INTERAKSI.CO, Jakarta – Filipina U-22 membuka langkah di Grup C SEA Games Thailand dengan hasil meyakinkan. The Young Azkals menaklukkan Myanmar U-22 dengan skor 2-0 pada laga yang berlangsung di Stadion 700th Anniversary, Chiang Mai, Jumat (5/12).
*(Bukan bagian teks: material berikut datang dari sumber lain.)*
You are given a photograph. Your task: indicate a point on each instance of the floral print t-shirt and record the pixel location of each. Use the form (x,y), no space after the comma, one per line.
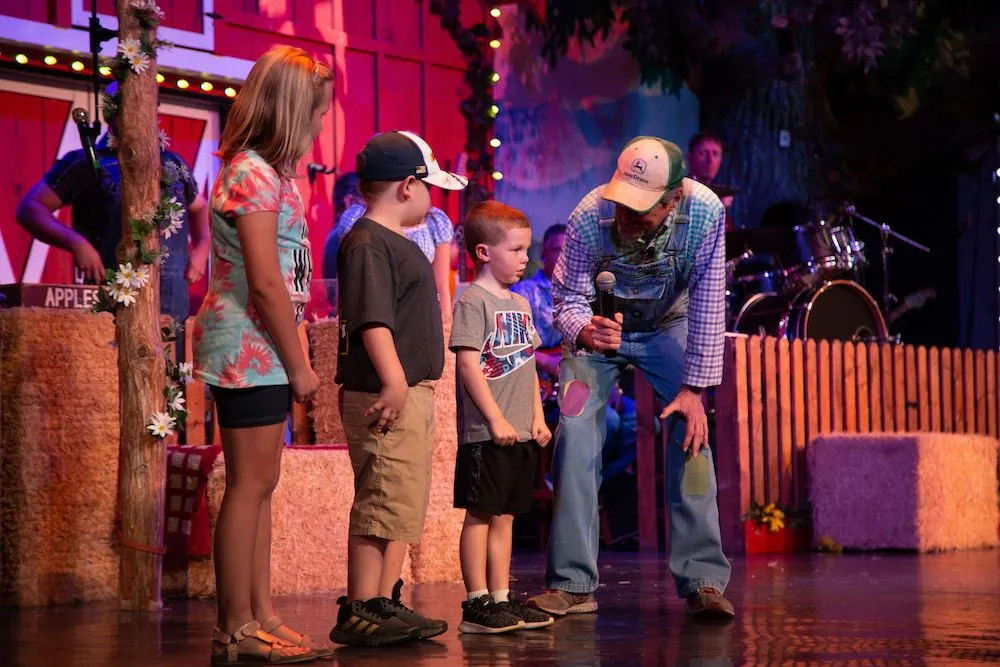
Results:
(232,347)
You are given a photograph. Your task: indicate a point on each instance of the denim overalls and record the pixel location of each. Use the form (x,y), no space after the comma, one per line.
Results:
(651,293)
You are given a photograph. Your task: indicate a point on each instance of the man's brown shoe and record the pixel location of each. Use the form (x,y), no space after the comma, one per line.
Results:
(561,603)
(709,604)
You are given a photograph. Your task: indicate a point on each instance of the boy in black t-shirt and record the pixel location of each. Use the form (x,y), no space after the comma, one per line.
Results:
(391,349)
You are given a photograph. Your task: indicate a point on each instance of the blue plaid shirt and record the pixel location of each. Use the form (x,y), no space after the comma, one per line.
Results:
(573,279)
(537,291)
(432,232)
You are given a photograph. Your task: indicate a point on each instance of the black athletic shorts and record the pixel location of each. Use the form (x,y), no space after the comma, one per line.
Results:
(254,406)
(494,480)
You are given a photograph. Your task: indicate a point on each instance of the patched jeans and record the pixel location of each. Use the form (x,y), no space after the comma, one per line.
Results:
(696,558)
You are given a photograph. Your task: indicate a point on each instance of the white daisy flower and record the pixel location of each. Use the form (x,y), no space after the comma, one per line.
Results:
(130,48)
(125,275)
(139,63)
(140,277)
(126,295)
(162,425)
(113,290)
(177,404)
(173,228)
Alex Monis menjadi pembeda sejak awal lewat gol menit ke-19. Tekanan Filipina berlanjut hingga babak kedua dan memaksa Latt Wai Phone mencetak gol bunuh diri pada menit ke-50.

Kemenangan ini sekaligus menjadi peringatan bagi Timnas Indonesia U-22 yang dijadwalkan bertemu Filipina pada 8 Desember. Pengamat sepak bola Toni Ho menilai permainan Filipina U-22 tampil nyaris tanpa cela.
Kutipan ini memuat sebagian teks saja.